One tourist murmured to me, "Isn’t that weird? I mean, he’s not a pet, he’s a sentient being…"
"For all our sentience," I explained warmly, "we still have that old, old animal side. Perfectly fine for you to pet us so long as there’s consent. Leon’s just a little more overt about it than most… so yes, you can get it out of your systehhh… huhhh…!"
I faltered mid-word as one of my guests decided to test the theory, fingers scratching behind my ears.
Luma, standing nearby, giggled behind her paw. “Told you it works both ways…”
We hadn’t gone far before the laughter started again — this time from a produce stall.
One broad-shouldered Kin farmer in a straw hat was halfway through sorting vegetables when a guest began scratching between his ears. "Are you gonna pet me all day," he grumbled in mock irritation, "or can I get up and keep workinnnnokayyou’regonnapetmethassfiine… uhhhhh…!" His ears flattened in bliss, tail thumping lazily against a basket.
Another Kin stepped in without missing a beat, taking over his sorting as the farmer’s family cackled from the next stall.
His wife leaned over to the guest and pointed. "Scratch here, he loves that!"

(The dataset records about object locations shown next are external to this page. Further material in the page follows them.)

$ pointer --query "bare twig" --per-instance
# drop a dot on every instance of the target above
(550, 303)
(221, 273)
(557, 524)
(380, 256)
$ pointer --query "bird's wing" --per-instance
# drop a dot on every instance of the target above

"GODDAMN IT WOMA—UUUNNNHHHH…!" the farmer groaned as his knees nearly buckled.
We left him there, leaning against a post while his wife smirked like she’d just pulled off a perfectly harmless, very public prank.
By the time we looped back toward the market’s heart, the guests were grinning ear to ear. They’d seen the Nooks, the kits, the Furpile, and learned exactly why a hand on a Kin’s head could turn even the most stoic into a puddle.
"That," I said, tail swaying lazily, "is your first lesson on Arete. Comfort, safety, and a little mischief… all with consent."
The guests nodded. And somewhere back on the Shire Deck, a certain pink-armed Furpile victim was probably still under there.
Kinfield Echo
As the guests dispersed into the market, their laughter still trailing behind them, the Kinfield caught the mood and carried it. A warm, amused ripple spread deck to deck — soft chuckles in the Forest, a smirk from a Shire Deck baker shaping loaves, the quiet purr of a lounging Kin in the City gardens.
It wasn’t loud or showy, just a shared, unspoken we saw that from the Ark itself. Somewhere deep in the beanbag Nook, the Furpile shifted, a muffled groan escaping before a dozen purring bodies resettled.
And across Arete, the feeling was the same: Safe. Content. Together.